A victory for the team reward enough for Seo

Published September 21, 2006

ST. PETERSBURG - When Jae Seo saw Ty Wigginton's eventual winning homer sail over the right-centerfield fence Wednesday evening, the Rays pitcher emphatically jumped from his seat and started giving high-fives throughout the Tampa Bay dugout.

Seo has pitched some of his best baseball since joining the Devil Rays in a trade with the Dodgers on June 27. Still, he has had little to show for it in the won-loss column.

The 4-2 Devil Rays victory against Baltimore was no different. Through his first seven innings of work, the 29-year-old right-hander allowed just one run on five hits. Seo lasted 72/3 innings, his longest outing of the season, but didn't factor in the decision after leaving with the score tied at 2 following Chris Gomez's two-out run-scoring single in the eighth.

Since returning from a two-week stint on the DL with a pulled left groin, Seo has pitched to an ERA of 3.00 over four starts. Seo (3-10, 4.98 with Tampa Bay and Los Angeles) has allowed two or fewer earned runs in seven of his past eight starts. He is 0-1 in that span.

"If my team gets the win, I'm fine," Seo said. "My team had lost nine games in a row and we came back to win the 10th. My win doesn't matter. My team wins, that's all that matters."

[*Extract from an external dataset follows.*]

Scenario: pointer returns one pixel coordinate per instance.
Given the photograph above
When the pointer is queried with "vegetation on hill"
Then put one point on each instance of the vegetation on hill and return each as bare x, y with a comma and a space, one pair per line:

Manager Joe Maddon said the difference with Seo has been his overall command and the fact he has increased his velocity as he has become readjusted to the starting rotation. (When the Rays acquired him, the Dodgers had demoted Seo to the bullpen.) With his recent success, Seo has impressed Maddon enough to believe he could be a consistent 15-game winner and a fixture in the starting rotation.

"He's all about location," Maddon said. "He's real tough against a good team. He's the kind of a guy where you feel that whenever he pitches, you feel like you have a chance to win. He's one of those guys."

The Rays hadn't been able to take advantage of that, going 1-6 in Seo's past seven starts. But on Wednesday, Seo gave his team just enough to break a season-high, nine-game losing streak.

"I'd love to have seen him get the win," Maddon said. "He cared more about the team getting the win than the fact that he didn't get the win. And that's why he belongs here."

ON SCHEDULE: The Rays release their 2007 schedule today, which includes slight adjustments to the game times. Weekday and Saturday games start at 7:10 (rather than 7:15) and Sunday games at 1:40 (pushed back from 1:15). There are occasional weekday games at 3:10. The Rays open the season at New York on April 2 and finish at Toronto on Sept. 30. Home interleague opponents are the Dodgers, Marlins and Padres.

IN NEED OF RELIEF: Maddon said reliever Chad Orvella, who had a throwing session before Monday's game, likely will not pitch for the rest of the season (intercostal strain). Travis Harper, sidelined with right shoulder impingement since Aug. 3, could also be shut down for the season today. But Maddon said he expects reliever Edwin Jackson to return, maybe as soon as today. Jackson threw off flat ground for the second time since taking a batted ball off his head Saturday. "I think he's going to be fine soon," Maddon said.

MISCELLANY: With his seventh-inning single, centerfielder Rocco Baldelli is 3-for-3 with the bases loaded this season. He is batting .647 (11-for-17) in his career with the bags full. ... With two hits Wednesday, second baseman Jorge Cantu was 8-for-11 in the three-game series. He went into the series hitless in his previous 14 at-bats. ... Orioles third baseman and former Devil Ray Gomez had two hits to extend his hitting streak to 13 games. "He's on the All-Maddon team," Maddon said. "Every time I see him, he does what he did today. I'm his St. Christopher medal. I'm the lucky star." ... Rays reliever Brian Meadows is expecting his first child, a boy he plans to name Jacob Austin. His wife, Jenny, is scheduled to go to the doctor today and might be induced. ... With players beginning to clean out their lockers, the Rays have collection boxes in the clubhouse for equipment donations to send to the organization's new academies in the Dominican Republic and Venezuela.